Privatization means dehumanization of society.
~ Probaerb
The corporatization of something as basic and intimate as eating is, for many of us today, a good place to draw the line.
~ Michael Pollan
Everything is now for sale. Even those areas of life that we once considered sacred like health and education, food and water and air and seeds and genes and a heritage. It is all now for sale.
~ Maude Barlow
What's new is that the White House itself has now been corporatized. It's not politicians working for the corporate interests. They are the corporate interests.

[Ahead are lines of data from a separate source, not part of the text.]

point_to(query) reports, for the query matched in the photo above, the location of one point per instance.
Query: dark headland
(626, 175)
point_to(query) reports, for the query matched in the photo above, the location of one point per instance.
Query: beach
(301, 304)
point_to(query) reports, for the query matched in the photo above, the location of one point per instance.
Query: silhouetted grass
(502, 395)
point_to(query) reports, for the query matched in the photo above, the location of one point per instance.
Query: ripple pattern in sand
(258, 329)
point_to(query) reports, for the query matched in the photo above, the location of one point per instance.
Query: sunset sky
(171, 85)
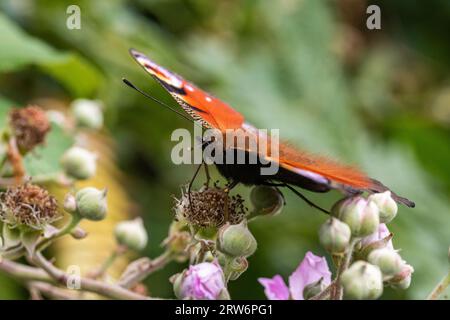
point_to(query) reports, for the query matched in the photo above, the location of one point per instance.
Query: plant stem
(142, 269)
(337, 292)
(440, 288)
(104, 289)
(119, 250)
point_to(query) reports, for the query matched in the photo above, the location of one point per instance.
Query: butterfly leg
(208, 177)
(230, 185)
(312, 204)
(190, 185)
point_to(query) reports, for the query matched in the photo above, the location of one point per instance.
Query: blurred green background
(376, 98)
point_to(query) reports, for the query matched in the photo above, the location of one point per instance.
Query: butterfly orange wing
(207, 109)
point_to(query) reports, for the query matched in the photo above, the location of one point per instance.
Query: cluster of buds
(221, 242)
(358, 227)
(26, 214)
(88, 203)
(131, 234)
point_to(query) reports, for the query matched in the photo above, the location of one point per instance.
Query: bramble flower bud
(208, 208)
(334, 235)
(29, 126)
(237, 267)
(203, 281)
(236, 240)
(266, 201)
(79, 163)
(359, 214)
(70, 204)
(28, 205)
(88, 113)
(314, 289)
(91, 203)
(388, 260)
(386, 205)
(131, 234)
(402, 280)
(362, 281)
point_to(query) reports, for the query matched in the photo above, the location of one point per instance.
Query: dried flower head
(30, 125)
(208, 207)
(28, 205)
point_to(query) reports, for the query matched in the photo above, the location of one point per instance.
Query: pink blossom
(275, 288)
(311, 269)
(203, 281)
(378, 235)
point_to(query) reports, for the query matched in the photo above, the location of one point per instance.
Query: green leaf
(44, 161)
(20, 49)
(76, 74)
(5, 105)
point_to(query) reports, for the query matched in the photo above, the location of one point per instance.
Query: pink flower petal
(310, 270)
(275, 288)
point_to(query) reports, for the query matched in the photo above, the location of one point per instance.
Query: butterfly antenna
(128, 83)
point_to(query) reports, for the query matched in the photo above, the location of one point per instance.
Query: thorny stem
(344, 262)
(440, 288)
(104, 289)
(54, 275)
(50, 291)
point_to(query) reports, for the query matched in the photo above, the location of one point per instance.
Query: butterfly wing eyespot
(201, 106)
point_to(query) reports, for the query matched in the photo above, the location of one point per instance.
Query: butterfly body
(295, 167)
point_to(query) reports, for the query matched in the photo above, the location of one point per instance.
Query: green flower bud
(388, 260)
(237, 267)
(70, 203)
(131, 234)
(359, 214)
(266, 201)
(386, 205)
(79, 163)
(402, 280)
(313, 289)
(177, 280)
(334, 235)
(236, 240)
(88, 113)
(362, 281)
(91, 203)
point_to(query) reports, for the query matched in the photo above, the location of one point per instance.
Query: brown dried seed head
(208, 208)
(28, 205)
(30, 126)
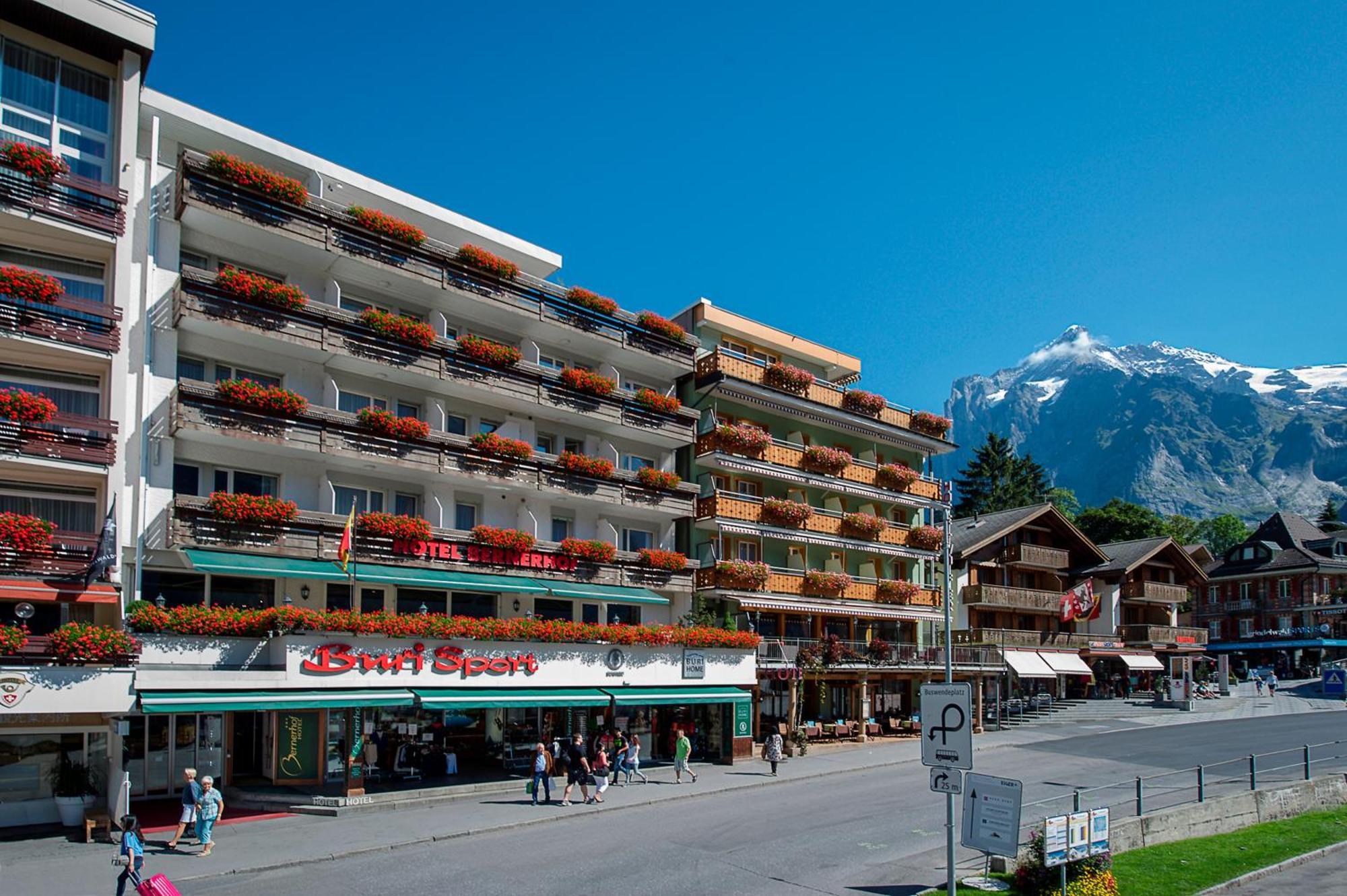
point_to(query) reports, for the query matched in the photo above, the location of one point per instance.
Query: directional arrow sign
(948, 726)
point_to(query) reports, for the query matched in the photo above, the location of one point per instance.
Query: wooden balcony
(783, 454)
(1035, 556)
(336, 434)
(316, 536)
(1028, 599)
(325, 225)
(791, 582)
(68, 198)
(339, 333)
(732, 506)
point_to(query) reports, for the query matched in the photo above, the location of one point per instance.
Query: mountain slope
(1177, 429)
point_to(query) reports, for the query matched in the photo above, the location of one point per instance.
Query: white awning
(1065, 664)
(1142, 661)
(1027, 664)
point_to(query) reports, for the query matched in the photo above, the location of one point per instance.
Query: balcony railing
(1043, 602)
(339, 434)
(327, 225)
(341, 333)
(1038, 556)
(791, 582)
(69, 198)
(728, 364)
(317, 536)
(72, 438)
(785, 454)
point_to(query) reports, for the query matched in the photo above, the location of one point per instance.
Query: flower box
(386, 423)
(254, 176)
(32, 160)
(395, 526)
(789, 378)
(786, 513)
(744, 575)
(585, 466)
(29, 285)
(488, 261)
(387, 225)
(591, 549)
(663, 326)
(826, 460)
(587, 299)
(274, 400)
(666, 560)
(508, 539)
(259, 289)
(653, 478)
(490, 353)
(743, 439)
(496, 446)
(588, 381)
(25, 533)
(26, 407)
(401, 327)
(864, 403)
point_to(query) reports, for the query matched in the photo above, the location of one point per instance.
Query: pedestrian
(191, 794)
(577, 770)
(773, 749)
(682, 751)
(134, 848)
(211, 809)
(542, 773)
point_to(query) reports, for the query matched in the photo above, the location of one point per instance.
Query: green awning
(216, 701)
(677, 696)
(612, 594)
(503, 697)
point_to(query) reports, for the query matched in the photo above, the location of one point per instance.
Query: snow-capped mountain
(1178, 429)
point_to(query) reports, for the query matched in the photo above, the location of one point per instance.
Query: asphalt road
(865, 832)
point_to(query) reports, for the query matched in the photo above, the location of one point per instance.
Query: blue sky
(935, 191)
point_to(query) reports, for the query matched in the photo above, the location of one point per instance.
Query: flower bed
(251, 509)
(666, 560)
(496, 446)
(826, 460)
(653, 478)
(32, 160)
(29, 285)
(658, 401)
(490, 353)
(386, 423)
(585, 466)
(591, 549)
(488, 261)
(258, 623)
(401, 327)
(263, 291)
(663, 326)
(786, 513)
(743, 439)
(587, 299)
(273, 400)
(588, 381)
(508, 539)
(26, 407)
(744, 575)
(395, 526)
(25, 533)
(864, 403)
(81, 642)
(254, 176)
(789, 378)
(387, 225)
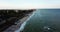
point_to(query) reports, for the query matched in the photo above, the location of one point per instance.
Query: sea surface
(44, 20)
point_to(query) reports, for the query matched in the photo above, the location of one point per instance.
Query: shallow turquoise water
(44, 18)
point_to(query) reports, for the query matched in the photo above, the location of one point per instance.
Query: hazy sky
(29, 3)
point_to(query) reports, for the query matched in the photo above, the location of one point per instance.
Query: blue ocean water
(44, 20)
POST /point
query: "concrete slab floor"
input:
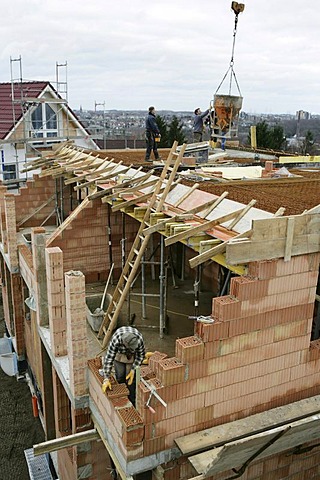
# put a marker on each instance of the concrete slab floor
(180, 305)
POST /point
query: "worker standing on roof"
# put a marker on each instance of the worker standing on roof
(152, 135)
(198, 124)
(126, 352)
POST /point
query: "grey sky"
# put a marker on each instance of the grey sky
(170, 53)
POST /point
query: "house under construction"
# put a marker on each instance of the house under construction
(224, 293)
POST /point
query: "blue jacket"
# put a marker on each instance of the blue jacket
(151, 124)
(198, 122)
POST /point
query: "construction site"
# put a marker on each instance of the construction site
(212, 253)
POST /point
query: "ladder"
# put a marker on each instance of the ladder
(140, 243)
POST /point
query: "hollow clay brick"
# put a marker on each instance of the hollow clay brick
(171, 371)
(189, 349)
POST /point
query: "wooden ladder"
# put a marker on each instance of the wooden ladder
(140, 243)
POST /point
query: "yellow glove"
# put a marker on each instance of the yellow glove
(106, 384)
(146, 358)
(130, 377)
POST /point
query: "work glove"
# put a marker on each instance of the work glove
(106, 384)
(130, 377)
(146, 358)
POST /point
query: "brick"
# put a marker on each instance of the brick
(189, 349)
(171, 371)
(226, 308)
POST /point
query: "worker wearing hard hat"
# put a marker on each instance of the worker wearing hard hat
(198, 124)
(152, 135)
(126, 352)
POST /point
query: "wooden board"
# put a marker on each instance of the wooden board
(278, 237)
(237, 453)
(216, 436)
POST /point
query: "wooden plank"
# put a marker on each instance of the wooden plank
(289, 239)
(203, 227)
(193, 211)
(116, 193)
(134, 201)
(95, 180)
(203, 257)
(276, 227)
(235, 454)
(228, 432)
(34, 212)
(67, 221)
(98, 167)
(242, 214)
(215, 204)
(187, 194)
(250, 250)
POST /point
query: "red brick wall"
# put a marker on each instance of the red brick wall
(84, 242)
(35, 193)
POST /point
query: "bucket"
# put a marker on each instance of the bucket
(9, 363)
(226, 115)
(5, 345)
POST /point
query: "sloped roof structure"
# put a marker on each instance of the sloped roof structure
(11, 112)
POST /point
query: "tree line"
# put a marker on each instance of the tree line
(269, 137)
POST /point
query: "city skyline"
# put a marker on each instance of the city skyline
(172, 56)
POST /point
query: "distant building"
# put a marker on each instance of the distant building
(302, 115)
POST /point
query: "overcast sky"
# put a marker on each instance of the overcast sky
(169, 53)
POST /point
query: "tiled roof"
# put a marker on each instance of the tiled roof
(11, 112)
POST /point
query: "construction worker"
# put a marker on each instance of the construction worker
(126, 352)
(152, 135)
(198, 124)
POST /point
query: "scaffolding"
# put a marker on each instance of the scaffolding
(40, 117)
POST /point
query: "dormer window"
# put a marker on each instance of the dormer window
(44, 122)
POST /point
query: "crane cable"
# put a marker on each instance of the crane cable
(231, 69)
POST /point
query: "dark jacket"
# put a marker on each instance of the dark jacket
(151, 124)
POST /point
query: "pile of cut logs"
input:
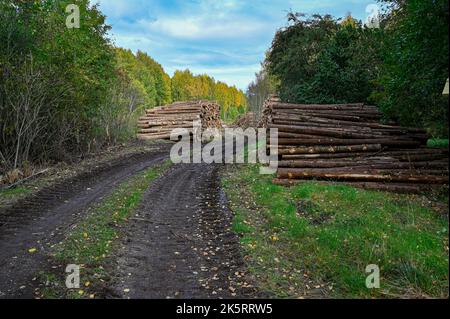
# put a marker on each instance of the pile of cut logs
(246, 120)
(159, 122)
(348, 143)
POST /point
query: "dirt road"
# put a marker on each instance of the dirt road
(41, 220)
(180, 244)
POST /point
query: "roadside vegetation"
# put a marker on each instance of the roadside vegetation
(92, 241)
(401, 67)
(316, 240)
(69, 92)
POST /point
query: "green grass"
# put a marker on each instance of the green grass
(438, 143)
(315, 240)
(92, 242)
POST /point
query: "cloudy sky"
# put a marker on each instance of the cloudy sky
(226, 39)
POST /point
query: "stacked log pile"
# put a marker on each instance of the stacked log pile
(246, 120)
(159, 122)
(348, 143)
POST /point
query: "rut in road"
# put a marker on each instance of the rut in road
(43, 219)
(180, 243)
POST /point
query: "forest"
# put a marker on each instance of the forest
(67, 92)
(400, 66)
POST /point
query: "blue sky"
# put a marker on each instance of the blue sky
(226, 39)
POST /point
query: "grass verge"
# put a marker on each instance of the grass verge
(91, 242)
(315, 240)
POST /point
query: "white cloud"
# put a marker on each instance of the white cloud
(202, 28)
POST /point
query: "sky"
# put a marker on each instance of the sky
(226, 39)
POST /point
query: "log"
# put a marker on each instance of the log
(404, 188)
(360, 176)
(332, 149)
(333, 141)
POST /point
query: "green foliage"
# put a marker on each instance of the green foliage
(401, 67)
(186, 86)
(416, 65)
(318, 60)
(259, 90)
(317, 239)
(51, 79)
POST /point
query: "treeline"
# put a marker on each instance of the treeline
(186, 86)
(401, 66)
(67, 91)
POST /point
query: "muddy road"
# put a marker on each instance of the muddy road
(178, 243)
(41, 220)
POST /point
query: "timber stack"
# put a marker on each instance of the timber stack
(245, 121)
(349, 143)
(159, 122)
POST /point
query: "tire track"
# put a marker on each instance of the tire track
(41, 220)
(180, 243)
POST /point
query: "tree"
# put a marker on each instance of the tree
(415, 64)
(320, 60)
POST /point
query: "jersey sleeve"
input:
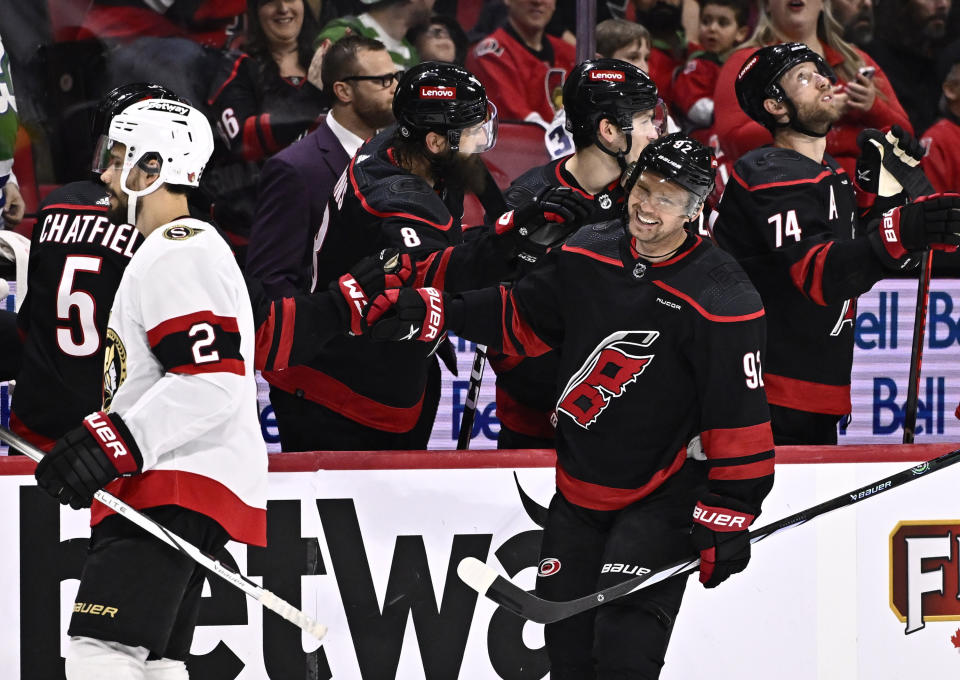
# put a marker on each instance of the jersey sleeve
(780, 227)
(734, 415)
(190, 311)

That's where Bush came from, and Cheney and Rumsfeld.
~ Jim Hightower
The transformation of newspapers and news channels into corporations which made them addicts of profit (and therefore rating and online clicks), and that's eventually left less space for boring truths and facts, couldn't have been demonstrated more bluntly. . It was as if Trump were reminding the press of the old journalistic adage: "Follow the money.
~ Ece Temelkuran
Even in my side of the world, I've been in publishing for what, 25 or 26 years, and it's gone from being a gentlemen's club to being a few big players, and it's very corporatised.
~ Iain Banks
Corporatization is the descendant of industrialization.
~ Serj Tankian
For the most part, the American film market has become very corporatised, even independent film to a degree, and because of the corporate management mentality, they want to take the safe way.
~ Anthony LaPaglia
Suddenly it was obvious to Connor why they don't teach it. Once education was restructured and corporatized, they didn't want kids knowing how close they came to toppling the government. They didn't want kids to know how much power they really had.
~ Neal Shusterman
Governments, in short, now increasingly farm out their responsibilities to private firms
~ Tony Judt
In Chile, everything from "kindergarten to cemeteries and community swimming pools were put out for bid." Between 1985 and 1992, over two thousand government industries were sold off throughout Latin America. Much of this property passed into the hands of either multinational corporations or Latin America's "superbillionaires," a new class that had taken advantage of the dismantling of the state to grow spectacularly rich.